The cost to ship the product to you is obviously part of the total price you pay, which is what we all care about.
If one company sells something for $100 + $25 shipping and another sells the same thing for $125 + free shipping, aren't they the same? The first one isn't anymore cost effective. The point is you have to add these costs to see what your real price is.

Who said anything about beating up your computer.
Apple devices fail and have in the past had hardware failure that were no fault of the customers.
I don't know where you got the info that Best Buy, Gainsaver, etc technicians are certified by Apple. I'm not saying some technicians couldn't be, but most aren't.

This is a direct copy and paste from Gainsaver's web site:


> We sell used Macintosh equipment which we have cleaned, tested and confirmed is in good working order. It comes with our own 30 day warranty.
> 
> Apple refurbished is different from used. Items marked as "Apple Refurbished" have been inspected by Apple technicians, and repackaged as new equipment, with all disks, manuals and original packaging. They are truly as good as new, and come with a full year Apple warranty.

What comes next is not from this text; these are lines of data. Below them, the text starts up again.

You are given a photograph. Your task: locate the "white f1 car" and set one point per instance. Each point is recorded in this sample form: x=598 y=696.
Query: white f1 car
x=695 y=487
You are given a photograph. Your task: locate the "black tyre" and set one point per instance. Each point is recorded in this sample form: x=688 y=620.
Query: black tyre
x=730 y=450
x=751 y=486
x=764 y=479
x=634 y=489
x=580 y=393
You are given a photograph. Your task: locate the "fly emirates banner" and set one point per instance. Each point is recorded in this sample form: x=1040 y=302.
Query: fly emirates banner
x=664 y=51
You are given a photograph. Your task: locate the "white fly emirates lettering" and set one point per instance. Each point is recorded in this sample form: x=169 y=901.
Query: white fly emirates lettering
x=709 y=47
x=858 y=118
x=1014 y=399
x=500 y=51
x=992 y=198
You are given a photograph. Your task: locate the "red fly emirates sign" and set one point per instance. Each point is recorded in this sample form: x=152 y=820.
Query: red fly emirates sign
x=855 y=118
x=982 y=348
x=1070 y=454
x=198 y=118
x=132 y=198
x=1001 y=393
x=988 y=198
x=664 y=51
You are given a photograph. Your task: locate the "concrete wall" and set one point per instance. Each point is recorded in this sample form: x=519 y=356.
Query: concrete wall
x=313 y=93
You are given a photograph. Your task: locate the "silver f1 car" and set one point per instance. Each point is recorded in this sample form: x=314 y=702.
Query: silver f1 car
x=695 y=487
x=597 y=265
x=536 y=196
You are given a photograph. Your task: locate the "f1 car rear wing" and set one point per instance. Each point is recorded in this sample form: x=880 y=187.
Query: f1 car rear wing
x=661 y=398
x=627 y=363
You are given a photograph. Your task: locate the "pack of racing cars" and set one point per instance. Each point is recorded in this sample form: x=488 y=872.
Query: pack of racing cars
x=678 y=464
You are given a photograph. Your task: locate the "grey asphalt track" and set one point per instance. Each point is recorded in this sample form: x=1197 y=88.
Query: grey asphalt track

P.S. I'm not saying you shouldn't buy from Gainsaver, or that for some people that isn't the best or a good solution. 
I'm just saying you have to know all the facts to make the best decision for each individual and you can miss little details that are valuable when you get caught up in price alone.
We all know Apple computers are expensive

Nflder, it's looks like you are from Canada.
Are you looking at the USA or the Canadian Apple web site for refurbs?
Pretty sure they both list the same machines, but the Canadian store sells at same price but in Canadian dollars.


----------



## Nflder (Aug 21, 2003)

The Canadian site. It's interesting that some of the prices are the same for US and Cdn. I did not compare the specs carefully so don't take my word for this!!!


----------



## Nflder (Aug 21, 2003)

Just another note... We do not have an Apple store here (St. John's) we have a dealer Jump Plus. And they will support a refurbished Apple computer (as long as it's purchased from Apple or Apple refurbished). Including the warranty. I thought I'd be on my own if I didn't purchase from the dealer. I find that very encouraging that Apple and their dealers a so supportive.


----------



## Nflder (Aug 21, 2003)

OK I'm the proud owner of a MacBook Pro 13" - It's being shipped as we speak! I'm getting ready to transfer my data and would like to know the best process to input...
1. Windows Outlook (2003) Contacts and emails into the Mac.AND
2. Password Safe (from sourceforge.net)


----------



## alexhe (Mar 21, 2014)

Hi, Dear XP is definitely unsuitable for now and the future, but i think a Windows 7/8 will also suit for your computer, Macbook Pro by Apple is much expensive, much more cheaper but same quality is Lenovo, I advise you buy one.


----------



## Nflder (Aug 21, 2003)

Too late alexhe I allready got it! The MacBook Pro it's worth every penny of the extra I paid... Now I have to get all the Win Outlook stuff into it. But that's for another forum. Thanks for the suggestions here I do appreciate it.... I'll mark that solved now.


----------